組織の未来をつくるコラム

最低賃金引き上げの審議と中小企業の課題解決の提案

中央最低賃金審議会の小委員会は7月24日、今年度の最低賃金引き上げ額の目安を50円で合意することを公表しました。最低賃金の全国平均は、現在の1,004円から1,054円へ引き上げられます。全国的な人手不足から最低賃金の低い地方から都市部への人口流出が指摘されていましたが、今回のそれらの要望もあり大幅な引き上げにつながったようです。物価上昇の影響を受ける従業員への配慮、競合企業などとの人材獲得競争の対応として、この春多くの企業が賃上げを行っています。諸事情を考えると10月から順次施行される最低賃金は、パートさんなどの非正規雇用従業員の物価高の影響軽減に大いに役立ちますので歓迎すべき決定です。今後、ベースアップを含めた賃金制度の見直しや人件費増加分を販売価格に転嫁する動きが広がるものと思います。政府は2030年代半ばまで全国加重平均を1,500円にすることを宣言していますので、人材の確保・活用、いわゆる人事戦略が経営戦略に大きな影響を及ぼす時代が続くことは間違いなさそうです。


中小企業にとっての人材不足の解決、資本としての人材の活用は経営に大きな影響を与える課題です。
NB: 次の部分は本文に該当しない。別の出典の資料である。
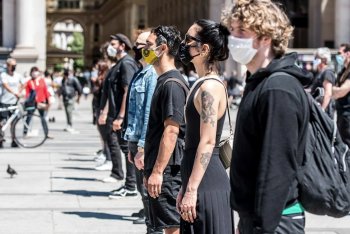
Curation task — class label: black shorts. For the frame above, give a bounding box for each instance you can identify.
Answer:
[0,103,14,120]
[147,165,181,230]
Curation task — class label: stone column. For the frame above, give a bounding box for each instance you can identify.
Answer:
[11,0,46,74]
[335,0,350,47]
[2,0,16,48]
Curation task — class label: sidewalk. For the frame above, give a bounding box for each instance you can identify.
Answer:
[0,96,349,234]
[0,96,145,234]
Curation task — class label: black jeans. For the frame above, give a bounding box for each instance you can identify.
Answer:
[97,115,111,161]
[238,213,305,234]
[337,114,350,148]
[106,119,136,189]
[128,142,162,234]
[0,103,15,142]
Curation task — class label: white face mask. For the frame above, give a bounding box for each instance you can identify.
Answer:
[107,44,117,57]
[228,35,257,65]
[313,58,321,71]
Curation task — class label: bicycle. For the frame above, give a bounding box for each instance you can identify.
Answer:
[0,103,48,148]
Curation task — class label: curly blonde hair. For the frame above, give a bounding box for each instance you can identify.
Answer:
[222,0,294,57]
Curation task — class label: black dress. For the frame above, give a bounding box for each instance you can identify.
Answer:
[180,79,234,234]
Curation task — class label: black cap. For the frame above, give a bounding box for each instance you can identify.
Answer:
[110,33,132,51]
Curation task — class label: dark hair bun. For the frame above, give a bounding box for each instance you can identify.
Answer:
[195,19,230,62]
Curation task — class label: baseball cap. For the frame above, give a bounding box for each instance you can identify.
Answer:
[110,33,132,51]
[135,31,150,49]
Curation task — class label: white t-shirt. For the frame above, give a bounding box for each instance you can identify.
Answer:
[0,72,24,104]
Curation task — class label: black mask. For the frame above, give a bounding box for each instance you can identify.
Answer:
[10,65,16,72]
[133,46,143,61]
[178,43,200,66]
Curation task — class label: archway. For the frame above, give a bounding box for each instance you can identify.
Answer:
[47,19,85,72]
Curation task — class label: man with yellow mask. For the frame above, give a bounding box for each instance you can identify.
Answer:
[143,26,188,234]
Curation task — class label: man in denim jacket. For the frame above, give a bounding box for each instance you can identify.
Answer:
[122,31,160,234]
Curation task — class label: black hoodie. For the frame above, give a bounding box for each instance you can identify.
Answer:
[230,53,313,233]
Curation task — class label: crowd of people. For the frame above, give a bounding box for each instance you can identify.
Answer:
[2,0,350,233]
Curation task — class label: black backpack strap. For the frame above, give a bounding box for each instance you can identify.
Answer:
[163,78,190,94]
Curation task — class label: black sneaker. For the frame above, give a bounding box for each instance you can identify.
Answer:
[110,185,125,195]
[11,141,19,148]
[131,209,144,218]
[109,187,137,199]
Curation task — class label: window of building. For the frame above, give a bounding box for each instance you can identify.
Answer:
[94,23,99,42]
[58,0,81,9]
[274,0,308,48]
[138,5,145,29]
中小企業の人手不足解決に向けての対策として、従業員の育成と時間生産性の向上やフレックス制導入のなどワークライフバランが保てる働き方の変革、また業務プロセスを見直して労働時間の短縮を促すなどの方法があると思います。次世代育成支援法に基づいた福利厚生政策の計画書を作成して従業員と一緒に行動施策を作成するのも一案です。多様な人材を確保するために限定正社員制度の導入や専門的なスキルを持つ期間従業員が活躍できる人事制度の見直しも有効です。IT活用の省力化も有効な手立てです。一般的に書籍やWEB上でも言われていることで、私もこのような対策を前向きに行えば何らかの結果が得られるものと確信しています。しかし、リスキリングの必要性が言われている中で、今までの考え方でこれらの課題を解決するのは困難だと思います。まずは従業員の育成が必要です。
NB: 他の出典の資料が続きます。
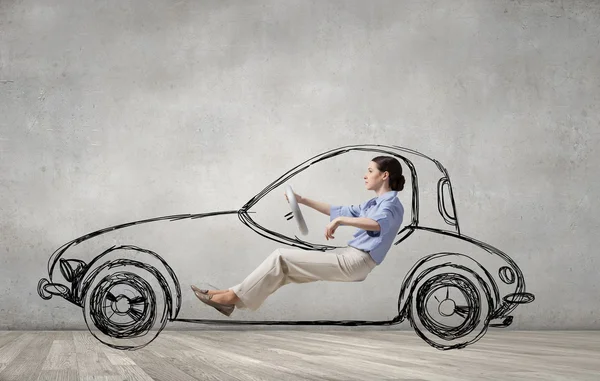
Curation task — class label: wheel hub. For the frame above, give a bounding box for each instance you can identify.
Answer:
[113,296,131,314]
[438,298,456,317]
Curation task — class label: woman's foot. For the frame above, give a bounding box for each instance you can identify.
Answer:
[191,287,235,317]
[209,290,240,305]
[206,289,229,296]
[191,285,229,296]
従業員の育成とは、自社の理念や目標に従って業務の見直しや生産性を意識した働き方が出来る従業員を育てることです。自社の扱う製品やサービスなどの基本的な知識。・スキルまた質的向上を目指す社員教育とは本質的に違います。前者はマネジメントに関する教育やシステム思考などの高度な思考力を培う教育が必要になりますが、中小企業で実施している企業は少ないと思います。企業の中長期ビジョンを実現するための現状とのギャップを分析して不足する知識・スキルを整理して、必要な施策、実行計画の立案、デジタル代替可能性への検討が出来る人材の育成が急務かと考えます。高騰する労務コストを価格転嫁できない企業が多い中、人手不足の改善や業務の見直しを行うためにも人材が育つ、変化する経済社会情勢に柔軟に対応できる企業になるためにも「学習する組織」への道を薦めています。求職者のなかには自己研鑽を通じてスキルを向上させ、問題解決力やコミュニケーション能力が磨ける組織で働きたい希望の方も多くいます。
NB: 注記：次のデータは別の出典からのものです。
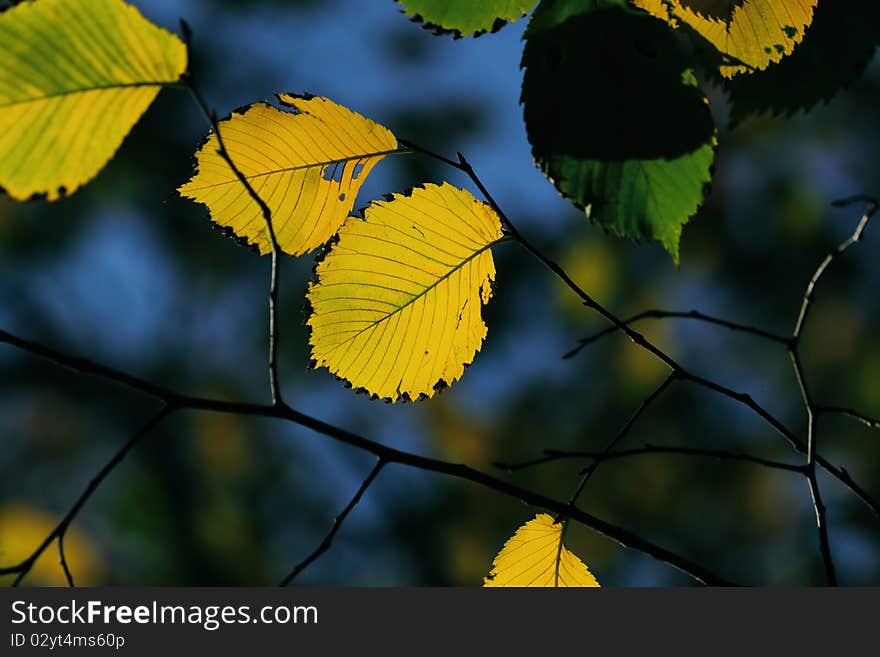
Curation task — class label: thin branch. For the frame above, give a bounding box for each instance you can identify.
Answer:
[496,445,806,474]
[816,405,880,430]
[0,406,172,585]
[781,199,876,586]
[57,534,75,587]
[280,459,386,586]
[674,355,880,518]
[404,143,879,585]
[181,71,284,407]
[793,199,876,340]
[0,333,730,586]
[564,309,791,359]
[563,372,677,514]
[789,348,836,585]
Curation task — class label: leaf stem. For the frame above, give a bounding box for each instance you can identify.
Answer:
[180,69,285,408]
中小企業の良さは、大企業のように仕事の細分化されていないため若くしても能力があれば経営に関する仕事や外部との渉外担当になりプロジェクトリーダーとしての活躍することも可能です。私が昔そうであったように、生涯の雇用者としての人生を望まずフリーランスの道、起業を夢見る若者が増えてきています。ところがある調査統計によれば、会社設立5年後の継続率は一般の企業では約30%、10年後約10%に対して、若者のスタートアップ企業は5年後約6%だそうです。起業前に経営やマネジメントの知識、どんな仕事でも現場での経験あれば自分の才能を伸ばせたのではないかと思います。最低賃金の上昇に伴い労務コストの高騰は現実のものに、自社の企業の魅力を違う方向でアピールしてはいかがでしょうか。3年、5年で飛び立つ従業員を育てることも人手不足時代に必要な会社の役割だと思います。